CARP WAN VIP not reachable

Started by liceo, December 08, 2023, 04:57:21 PM

Previous topic - Next topic
Hi all

I setup again a new HA cluster running on two Hyper-V boxes. I did the HA setup same as my other installations but this time i cannot reach the CARP VIP from the WAN side. It's a pretty standard setup at follows:


  • Two ONPSense with LAN and WAN Interfaces
  • MAC spoofing is enabled
  • Added a CARP VIP on both interfaces
  • Setup sync between HA pairs
  • Failover is working tested from the LAN
  • Ping to all Interfaces including the VIPs possible from LAN

What does NOT work now:



  • I Can reach the real WAN IPs from the WAN transfer network but NOT the VIP
  • I cannot use the WAN VIP in the outbound NAT rule > Internet is not reachable anymore

I did recreate all the VIPs, recreate the outbound NAT rule, rebooted several times, checked the Firewall logs,  checked the TCPDump (not one package to the WAN VIP..).

Any ideas??

Many thanks!

I have exactly the same problem. I have to give the physical interfaces the required IP address, then the OPNsense works. Of course I no longer have a backup for that.

I can't see any traffic on the VIP's anywhere. How can you narrow down this error?

December 09, 2023, 08:27:37 PM #2 Last Edit: December 09, 2023, 09:35:17 PM by liceo
[mention]danbet [/mention] Do you also run OPNsense on Hyper-V?

I was able to solve it! I had to recreate the virtual switch on Hyper-V servers without SR-IOV enabled.

Quote from: liceo on December 10, 2023, 09:28:30 AM
I was able to solve it! I had to recreate the virtual switch on Hyper-V servers without SR-IOV enabled.

No, with VMware ESXi.

Ah, ok. But may you also try disable SR-IOV..

I have no such attitude. I can only choose SR-IOV passthrough as the network interface, but I chose E1000.

I'm seeing something similar on the 'inside' VIP but only for a Sonoff door sensor. If I configure the Sonoff unit to use the OPNSense physical IP of one of the units the Sonoff sensor starts working. I'm running OPNSense on Proxmox. What's really weird is only the Sonoff units are affected. I'll keep digging.
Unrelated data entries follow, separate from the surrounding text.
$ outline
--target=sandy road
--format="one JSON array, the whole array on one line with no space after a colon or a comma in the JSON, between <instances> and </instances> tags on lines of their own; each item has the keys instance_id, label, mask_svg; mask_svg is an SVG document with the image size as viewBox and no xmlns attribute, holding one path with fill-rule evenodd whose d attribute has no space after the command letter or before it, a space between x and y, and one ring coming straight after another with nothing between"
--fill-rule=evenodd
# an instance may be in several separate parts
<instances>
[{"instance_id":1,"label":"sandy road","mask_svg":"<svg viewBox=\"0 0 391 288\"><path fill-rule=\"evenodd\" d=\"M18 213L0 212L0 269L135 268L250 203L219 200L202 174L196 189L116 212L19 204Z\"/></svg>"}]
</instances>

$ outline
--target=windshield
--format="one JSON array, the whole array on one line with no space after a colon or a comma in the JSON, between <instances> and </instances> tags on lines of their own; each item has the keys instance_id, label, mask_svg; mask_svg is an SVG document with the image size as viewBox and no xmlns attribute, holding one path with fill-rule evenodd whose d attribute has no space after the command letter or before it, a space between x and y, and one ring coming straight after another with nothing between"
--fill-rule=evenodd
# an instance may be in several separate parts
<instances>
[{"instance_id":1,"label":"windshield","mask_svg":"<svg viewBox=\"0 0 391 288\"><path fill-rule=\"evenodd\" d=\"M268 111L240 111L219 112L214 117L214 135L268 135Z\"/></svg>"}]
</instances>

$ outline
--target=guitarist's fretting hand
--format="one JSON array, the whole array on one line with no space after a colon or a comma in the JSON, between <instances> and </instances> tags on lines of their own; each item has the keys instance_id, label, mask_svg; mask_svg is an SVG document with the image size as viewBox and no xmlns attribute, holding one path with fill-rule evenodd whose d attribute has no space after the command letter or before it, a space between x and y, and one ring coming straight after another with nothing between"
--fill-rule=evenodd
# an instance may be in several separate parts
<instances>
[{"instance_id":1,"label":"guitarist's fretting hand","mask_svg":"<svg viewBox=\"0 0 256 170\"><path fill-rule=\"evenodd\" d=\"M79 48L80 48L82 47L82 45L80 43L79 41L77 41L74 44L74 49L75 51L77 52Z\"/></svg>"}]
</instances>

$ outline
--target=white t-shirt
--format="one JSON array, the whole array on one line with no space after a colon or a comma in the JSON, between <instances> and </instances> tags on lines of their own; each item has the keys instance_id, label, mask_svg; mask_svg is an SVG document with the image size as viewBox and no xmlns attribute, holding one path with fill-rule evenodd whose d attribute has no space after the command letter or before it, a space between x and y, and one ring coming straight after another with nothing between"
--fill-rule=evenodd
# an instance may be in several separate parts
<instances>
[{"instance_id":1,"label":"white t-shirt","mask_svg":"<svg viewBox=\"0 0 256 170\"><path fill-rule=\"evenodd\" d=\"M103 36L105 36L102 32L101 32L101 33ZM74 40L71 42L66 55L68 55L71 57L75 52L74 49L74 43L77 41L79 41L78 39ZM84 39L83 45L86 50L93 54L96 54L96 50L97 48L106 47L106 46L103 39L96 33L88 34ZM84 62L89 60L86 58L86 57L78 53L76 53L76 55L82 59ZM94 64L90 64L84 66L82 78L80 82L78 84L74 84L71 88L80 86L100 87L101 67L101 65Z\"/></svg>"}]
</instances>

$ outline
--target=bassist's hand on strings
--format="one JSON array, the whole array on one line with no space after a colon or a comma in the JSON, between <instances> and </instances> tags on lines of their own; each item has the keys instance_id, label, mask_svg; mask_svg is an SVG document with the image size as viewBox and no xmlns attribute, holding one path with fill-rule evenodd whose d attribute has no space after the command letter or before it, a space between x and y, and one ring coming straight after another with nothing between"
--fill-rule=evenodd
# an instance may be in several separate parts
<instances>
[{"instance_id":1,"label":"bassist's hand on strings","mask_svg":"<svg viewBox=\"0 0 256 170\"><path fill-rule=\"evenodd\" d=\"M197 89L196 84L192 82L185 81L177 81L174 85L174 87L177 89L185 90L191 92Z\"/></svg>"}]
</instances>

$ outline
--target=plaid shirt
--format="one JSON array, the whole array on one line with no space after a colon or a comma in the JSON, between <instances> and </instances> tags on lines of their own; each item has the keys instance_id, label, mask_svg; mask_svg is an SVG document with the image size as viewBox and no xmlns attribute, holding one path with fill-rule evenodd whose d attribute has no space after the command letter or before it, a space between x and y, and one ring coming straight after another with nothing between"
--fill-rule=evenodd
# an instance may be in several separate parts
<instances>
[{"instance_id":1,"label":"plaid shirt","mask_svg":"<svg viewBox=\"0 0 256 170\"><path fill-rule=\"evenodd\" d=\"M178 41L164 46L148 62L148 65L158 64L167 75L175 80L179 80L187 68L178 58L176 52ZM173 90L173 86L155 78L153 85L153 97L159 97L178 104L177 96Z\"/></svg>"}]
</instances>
I find the solution for VMware ESXi: I had to enable the promiscuous mode for all the interfaces. For this I created port groups to use only for the VM's with OPNsense.

November 09, 2025, 07:05:56 PM #9 Last Edit: November 09, 2025, 07:30:53 PM by chadtn
Quote from: liceo on December 10, 2023, 09:28:30 AMI was able to solve it! I had to recreate the virtual switch on Hyper-V servers without SR-IOV enabled.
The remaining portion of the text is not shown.